Going into Saturday’s match against Hertha Berlin, they’re also just three points above the automatic drop.
3. AC Milan
Mario Balotelli’s late winner at home to Bologna on Valentine’s Day was his 10th Serie A goal of the season.
No other AC Milan player has more than five. Stephan El Shaarawy’s injury troubles, combined with Robinho’s persistent misfiring, have hardly helped.
Still, new manager Clarence Seedorf seems to have found his team, and it includes club legend Kaka as well as January acquisitions Keisuke Honda and Adel Taarabt.
On Sunday, Milan will travel to Sampdoria for an absolutely crucial contest against a side only four points below them in the standings. On March 2, they’ll welcome Juventus to the San Siro.
If they’re to get anything from either of those matches, or from an upcoming run of fixtures that at first glance is rather challenging, they’ll have to shore up a defense that has been nothing short of woeful this season.

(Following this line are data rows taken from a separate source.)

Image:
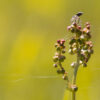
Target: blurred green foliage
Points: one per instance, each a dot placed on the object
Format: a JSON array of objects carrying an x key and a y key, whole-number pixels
[{"x": 28, "y": 31}]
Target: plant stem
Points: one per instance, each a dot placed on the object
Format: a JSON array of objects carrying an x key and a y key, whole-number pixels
[{"x": 74, "y": 77}]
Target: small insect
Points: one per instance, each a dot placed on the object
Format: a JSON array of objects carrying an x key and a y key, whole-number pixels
[{"x": 76, "y": 17}]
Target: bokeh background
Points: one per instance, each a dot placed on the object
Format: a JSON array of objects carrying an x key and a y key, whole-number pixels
[{"x": 28, "y": 31}]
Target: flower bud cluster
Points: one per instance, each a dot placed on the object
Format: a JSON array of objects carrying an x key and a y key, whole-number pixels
[
  {"x": 80, "y": 43},
  {"x": 59, "y": 58},
  {"x": 73, "y": 88}
]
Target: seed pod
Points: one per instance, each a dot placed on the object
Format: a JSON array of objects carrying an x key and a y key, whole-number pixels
[
  {"x": 65, "y": 77},
  {"x": 74, "y": 50},
  {"x": 74, "y": 88},
  {"x": 63, "y": 51},
  {"x": 73, "y": 64},
  {"x": 59, "y": 71},
  {"x": 61, "y": 58},
  {"x": 55, "y": 65},
  {"x": 55, "y": 58},
  {"x": 84, "y": 65}
]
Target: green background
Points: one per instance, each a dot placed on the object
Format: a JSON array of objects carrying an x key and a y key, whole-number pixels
[{"x": 28, "y": 31}]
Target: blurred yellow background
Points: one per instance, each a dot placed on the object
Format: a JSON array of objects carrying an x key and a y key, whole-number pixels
[{"x": 28, "y": 31}]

Last week’s 4-2 loss to last-placed Eintracht Braunschweig represented Bert van Marwijk’s final match in charge of Hamburg. A few days later, the seven-time German champions and 1983 European Cup winners chose Mirko Slomka to be their third manager of the season.
He inherits a side with by far the worst defensive record in the Bundesliga—one that has given up at least three goals in each of its last six matches.
Ahead of Saturday’s difficult test at home to Borussia Dortmund, Hamburg are second from bottom in the German top flight and just a single point off the floor. They’ve won only once since October and have about the poorest morale you’re likely to come across in professional sports.
1. Manchester United
They have held firm to first place in this ranking through most of the season, and going into Saturday’s match at Crystal Palace, they are winless in three with just a single victory from their last five outings.
It was never supposed to be like this for Manchester United—not even with the appointment of David Moyes to succeed the retiring Sir Alex Ferguson.
The self-belief that was ever present under Fergie seems well and truly gone, and rather than expounding on a reputation for late heroics, they’re now developing a reputation as a side prone to throwing away points in the dying minutes.
That said, they’ve played their best football in the Champions League, and next week’s match away to Olympiakos could end up being the springboard they need as they enter the season’s stretch run.
That, or it could be yet another disaster in a campaign already chock full of them.